For a large part of 2019, my company New Internet Labs has served as app reviewer in App Mining. Answering @muneeb’s call for feedback on the program, I wanted to share some of my thoughts. I think Muneeb did a great job highlighting high-level challenges on the recent App Mining call - I’ll comment on those later, but first let me share some other observations:
Observations & feedback
I’ve been blown away by the enthusiasm of many of our app miners. I get to try most of the apps every month and it’s been really exciting to see the progress of many of the apps, especially those that are being actively developed as side projects while still holding down a day job.
Building a business
Ultimately for our app miners and our ecosystem to be successful, they need to be able to turn their apps into profitable businesses. Ideally these should be businesses where users receiving value are paying apps developers for that value so that app devs aren’t left to rely on selling users as the product. App mining as it stands today doesn’t do much to help developers move in that direction either from a technology perspective or incentive structure.
What is a Blockstack app?
We didn’t clearly communicate at the beginning of App Mining what a Blockstack app is. Is it any software that uses any component of Blockstack technology? Is it a web app? Is it a hardware device? Is it a mobile app? Is it a consumer app? An enterprise app?
New Internet Labs has our own views as to what apps should look like: they should be web-based and ultimately distributed via Blockstack Names. That’s just our take though - it might be worth it to the ecosystem provide a mechanism for other types of apps: mobile, hardware based, etc - to compete but in a way that doesn’t also force them to conform to our view of an app.

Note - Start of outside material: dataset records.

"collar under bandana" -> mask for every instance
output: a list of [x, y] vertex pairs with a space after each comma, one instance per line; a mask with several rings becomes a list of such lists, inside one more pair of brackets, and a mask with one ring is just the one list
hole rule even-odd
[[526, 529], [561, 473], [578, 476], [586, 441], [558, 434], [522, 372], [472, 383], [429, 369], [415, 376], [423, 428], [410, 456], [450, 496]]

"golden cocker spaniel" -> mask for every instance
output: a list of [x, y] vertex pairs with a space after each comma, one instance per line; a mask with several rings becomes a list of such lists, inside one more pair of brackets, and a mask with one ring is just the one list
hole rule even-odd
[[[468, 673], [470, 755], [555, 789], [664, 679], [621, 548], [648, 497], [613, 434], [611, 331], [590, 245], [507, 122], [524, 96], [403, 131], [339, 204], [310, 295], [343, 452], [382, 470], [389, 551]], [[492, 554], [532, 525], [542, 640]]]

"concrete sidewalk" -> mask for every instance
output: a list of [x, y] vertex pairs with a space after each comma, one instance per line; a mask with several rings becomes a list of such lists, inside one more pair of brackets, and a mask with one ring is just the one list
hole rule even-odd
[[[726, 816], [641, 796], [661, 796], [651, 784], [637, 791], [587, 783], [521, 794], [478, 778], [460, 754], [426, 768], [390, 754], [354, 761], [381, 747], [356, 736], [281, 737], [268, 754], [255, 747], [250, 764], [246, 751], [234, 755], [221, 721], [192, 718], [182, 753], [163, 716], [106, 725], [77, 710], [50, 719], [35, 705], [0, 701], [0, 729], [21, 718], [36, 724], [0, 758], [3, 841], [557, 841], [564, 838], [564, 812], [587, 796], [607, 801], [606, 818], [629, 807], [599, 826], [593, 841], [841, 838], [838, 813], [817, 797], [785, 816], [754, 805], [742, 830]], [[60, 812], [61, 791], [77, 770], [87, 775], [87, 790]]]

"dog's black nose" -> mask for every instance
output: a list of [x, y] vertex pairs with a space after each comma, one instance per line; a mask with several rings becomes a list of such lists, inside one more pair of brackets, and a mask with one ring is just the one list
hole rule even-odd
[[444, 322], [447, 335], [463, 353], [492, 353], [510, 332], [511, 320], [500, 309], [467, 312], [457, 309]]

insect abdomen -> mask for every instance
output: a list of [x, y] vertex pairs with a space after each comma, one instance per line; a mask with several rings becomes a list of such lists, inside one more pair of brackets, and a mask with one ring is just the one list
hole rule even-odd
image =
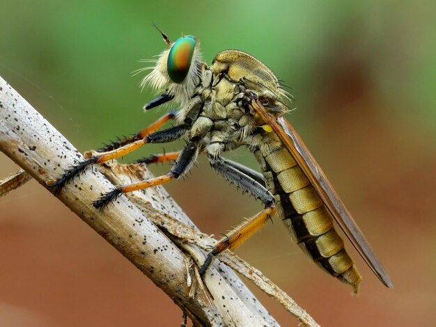
[[325, 271], [357, 292], [361, 276], [333, 226], [333, 218], [299, 166], [281, 148], [255, 155], [292, 239]]

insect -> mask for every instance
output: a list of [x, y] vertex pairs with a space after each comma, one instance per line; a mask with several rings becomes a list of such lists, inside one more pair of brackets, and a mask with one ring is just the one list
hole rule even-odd
[[[124, 193], [177, 179], [189, 170], [199, 154], [205, 154], [218, 174], [259, 200], [263, 209], [215, 245], [200, 269], [201, 275], [217, 254], [240, 246], [275, 215], [317, 265], [357, 292], [361, 276], [334, 228], [336, 221], [378, 278], [392, 287], [320, 166], [283, 118], [290, 99], [273, 72], [254, 56], [238, 50], [219, 52], [208, 66], [201, 61], [199, 44], [194, 37], [183, 35], [171, 42], [160, 33], [169, 49], [157, 59], [148, 61], [154, 64], [152, 67], [139, 71], [151, 70], [141, 81], [143, 88], [164, 90], [144, 109], [169, 102], [180, 103], [180, 109], [65, 170], [52, 185], [55, 193], [91, 165], [120, 157], [145, 144], [187, 138], [181, 151], [141, 161], [175, 160], [169, 173], [116, 187], [95, 200], [94, 207], [102, 209]], [[175, 120], [176, 125], [158, 131], [169, 120]], [[240, 146], [254, 154], [261, 173], [221, 156]]]

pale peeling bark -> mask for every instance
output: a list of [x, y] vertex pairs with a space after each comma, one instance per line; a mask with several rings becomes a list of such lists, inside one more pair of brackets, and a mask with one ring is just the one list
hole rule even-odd
[[[0, 150], [45, 188], [47, 181], [84, 159], [1, 77]], [[201, 264], [201, 248], [214, 240], [196, 229], [162, 187], [134, 192], [128, 196], [130, 200], [121, 196], [106, 209], [96, 210], [91, 200], [114, 188], [99, 170], [118, 184], [151, 176], [144, 166], [114, 162], [87, 170], [64, 186], [58, 198], [165, 292], [194, 325], [278, 326], [233, 271], [218, 260], [203, 284], [194, 260]], [[258, 271], [231, 253], [219, 257], [277, 299], [301, 324], [318, 326]]]

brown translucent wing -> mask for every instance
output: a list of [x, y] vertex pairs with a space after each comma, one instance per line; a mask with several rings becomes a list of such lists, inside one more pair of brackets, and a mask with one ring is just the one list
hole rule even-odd
[[364, 260], [384, 285], [392, 287], [394, 285], [389, 276], [375, 257], [368, 241], [297, 131], [283, 117], [275, 118], [268, 114], [258, 100], [254, 100], [251, 106], [263, 120], [271, 126], [286, 150], [297, 161]]

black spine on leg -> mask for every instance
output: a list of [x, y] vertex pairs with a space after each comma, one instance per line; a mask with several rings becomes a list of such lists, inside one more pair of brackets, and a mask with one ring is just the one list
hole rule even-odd
[[199, 143], [199, 138], [194, 138], [185, 146], [171, 170], [176, 178], [186, 173], [192, 167], [198, 156]]
[[178, 140], [186, 134], [189, 129], [188, 124], [180, 124], [163, 131], [152, 133], [146, 136], [146, 139], [149, 143], [166, 143]]
[[85, 171], [85, 169], [93, 164], [95, 164], [98, 160], [98, 157], [92, 157], [88, 159], [84, 160], [76, 166], [70, 167], [66, 170], [62, 176], [61, 176], [53, 184], [50, 185], [50, 187], [53, 188], [53, 193], [56, 196], [59, 191], [70, 181], [74, 180], [74, 178]]
[[217, 159], [210, 158], [210, 159], [212, 168], [231, 183], [236, 184], [244, 192], [247, 192], [262, 201], [265, 207], [274, 205], [275, 201], [274, 196], [260, 183], [228, 165], [221, 158]]
[[162, 93], [156, 99], [153, 99], [150, 102], [144, 106], [144, 109], [150, 110], [153, 108], [155, 108], [157, 106], [160, 106], [161, 104], [164, 104], [165, 102], [168, 102], [171, 100], [174, 97], [173, 95], [169, 95], [166, 93]]
[[104, 194], [100, 199], [96, 200], [93, 202], [93, 205], [95, 209], [100, 209], [102, 210], [105, 207], [107, 207], [112, 201], [115, 200], [123, 193], [123, 190], [120, 187], [113, 189], [110, 192]]
[[104, 147], [100, 147], [97, 151], [99, 152], [107, 152], [107, 151], [112, 151], [114, 150], [121, 147], [122, 146], [132, 143], [140, 139], [139, 134], [133, 134], [131, 136], [125, 137], [123, 138], [118, 138], [116, 141], [111, 142], [110, 144], [107, 144]]
[[241, 165], [238, 162], [233, 161], [226, 158], [221, 158], [221, 159], [223, 160], [224, 164], [231, 166], [231, 167], [233, 167], [235, 169], [251, 177], [263, 186], [265, 186], [263, 175], [258, 171], [254, 170], [253, 169], [246, 167], [244, 165]]

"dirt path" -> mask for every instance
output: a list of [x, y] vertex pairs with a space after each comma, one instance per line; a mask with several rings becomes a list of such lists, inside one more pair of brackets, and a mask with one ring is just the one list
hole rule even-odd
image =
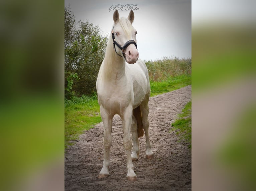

Metrics that incentivize one type of app do so at the expense of others.
Incentive for quick one-off apps
The incentives of App Mining are such that the number of apps entered into app mining was more of a driver of success than quality of apps entered. We’d rather see people trying to get traction with one or two apps (already a HUGE task) than pumping out lots of apps no one is using.
On Muneeb’s thoughts
Muneeb shared with us what he sees as the 3 biggest challenges of App Mining.
- Objectively fair distribution - differentiating between quality apps that move the Blockstack ecosystem forward vs apps that are simply gaming the metric.
- Privacy preserving analytics - the ability to track active users and user growth.
- A healthy decentralized ecosystem that determines how App Mining works.
In general, I agree with these challenges. Some comments:
Objectively fair distribution
As an app reviewer, we felt a lot of resources were wasted reviewing apps that were not good-faith attempts at building successful apps to grow the ecosystem or becoming true decentralized apps. There are several SaaS apps, for example, that are entirely centralized and went so far as to submit slightly modified staging versions of their apps that they never intended users to use just so they could tick the boxes on app mining and win the reward.
Privacy-preserving analytics
There are two parts to this. The first are privacy preserving analytics for the use of the app developer - to help them make decisions about the design and marketing of their apps. This is something that’s clearly necessary and I believe is a solvable problem but much different from analytics as they relate to app mining. If the app developer is the only audience for analytics, they have little incentive to game them.
Analytics when used as a way to distribute app mining rewards is a much harder problem. As soon as you introduce an incentive to game analytics, you start having to deal with problems like sybil attack, reputation and separating “real” users from “fake” users. I’m not sure it’s even possible to determine a “real” user from a “fake” user since the difference between the two is a matter of intent and the structure of the person’s incentives - information that only exists in the user’s mind.
For either type of analytics, tracking needs to be consent-based and opt-in by default.
A healthy decentralized ecosystem behind App Mining
Yes!
The way forward
I think we’re at a unique point in the history of Blockstack where we’re right before the launch of Stacks v2.0 and the availability of a number of new technologies in the stack. We should take this opportunity to revisit some of our assumptions and consider new approaches that better reward apps that build our ecosystem before rolling out App Mining 2.0.